Musikinstrumenten Museum
Il museo è ospitato all’interno di un maestoso edificio costruito tra il 1979 e il 1984 sul progetto da Edgar Wisniewski e Hans Scharoun. Un primo museo dedicato agli strumenti musicali fu fondato nel 1888 dalla Reale Accademia di Musica ed era ospitato presso l’Istituto di Stato per la ricerca musicale (Staatliches Institut für Musikforschung) di Berlino e poi trasferito nell’attuale edificio.
La collezione del “Musikinstrumenten-Museum” è composta da oltre 3500 strumenti musicali dal XVI al XX secolo: strumenti a fiato, percussioni, strumenti a corda, leggii, spartiti, strumenti per orchestra e molto, molto ancora! Nel museo si racconta quindi la storia della musica e tutta la collezione è ordinata in base all’evoluzione di ogni strumento.
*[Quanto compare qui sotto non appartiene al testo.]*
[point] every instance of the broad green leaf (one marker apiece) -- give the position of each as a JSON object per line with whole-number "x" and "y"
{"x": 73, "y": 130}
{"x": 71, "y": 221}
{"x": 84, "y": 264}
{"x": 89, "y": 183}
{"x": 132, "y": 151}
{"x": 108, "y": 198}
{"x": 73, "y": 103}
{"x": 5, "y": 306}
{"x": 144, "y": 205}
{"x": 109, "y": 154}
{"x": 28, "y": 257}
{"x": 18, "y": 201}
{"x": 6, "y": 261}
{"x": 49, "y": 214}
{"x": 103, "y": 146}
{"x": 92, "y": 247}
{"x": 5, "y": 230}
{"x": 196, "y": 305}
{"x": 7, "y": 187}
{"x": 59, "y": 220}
Tra gli strumenti più apprezzati e di valore della collezione custodita al “Musikinstrumenten-Museum” ci sono un violino appartenuto ad Antonio Stradivari, flauti traversi e il clavicembalo di Jean Marius appartenuti a Federico il Grande, il pianoforte a coda del musicista Carl Maria von Weber, l’imponente organo per teatri e sale cinematografiche "Mighty Wurlitzer" del 1929, con 1228 canne, 175 registri e 43 pistoni realizzato per accompagnare i film muti, un clavicembalo della regina Sofia Carlotta di Prussia e l’armonica di vetro di Benjamin Franklin.
Tra gli strumenti più curiosi all’intero del museo è possibile vedere il fagotto-cilindro, la tromba in miniatura, i violini a forma di bastone da passeggio, il pianoforte a tavolino, l’arpa eolica o il cembalo da viaggio.
Il “Musikinstrumenten-Museum” offre ai visitatori la possibilità di conoscere la storia degli strumenti e di scoprirne le diverse tonalità, sia attraverso visite guidate e audio guide in diverse lingue sia grazie a moderne postazioni multimediali.
Non mancano poi gli spettacoli musicali dal vivo: ogni domenica mattina si svolge la rassegna “Early Music – Live”, vari concerti suonati con strumenti d’epoca, mentre il sabato mattina si può assistere ad un’esibizione con il famoso organo “Mighty Wurlitzer”.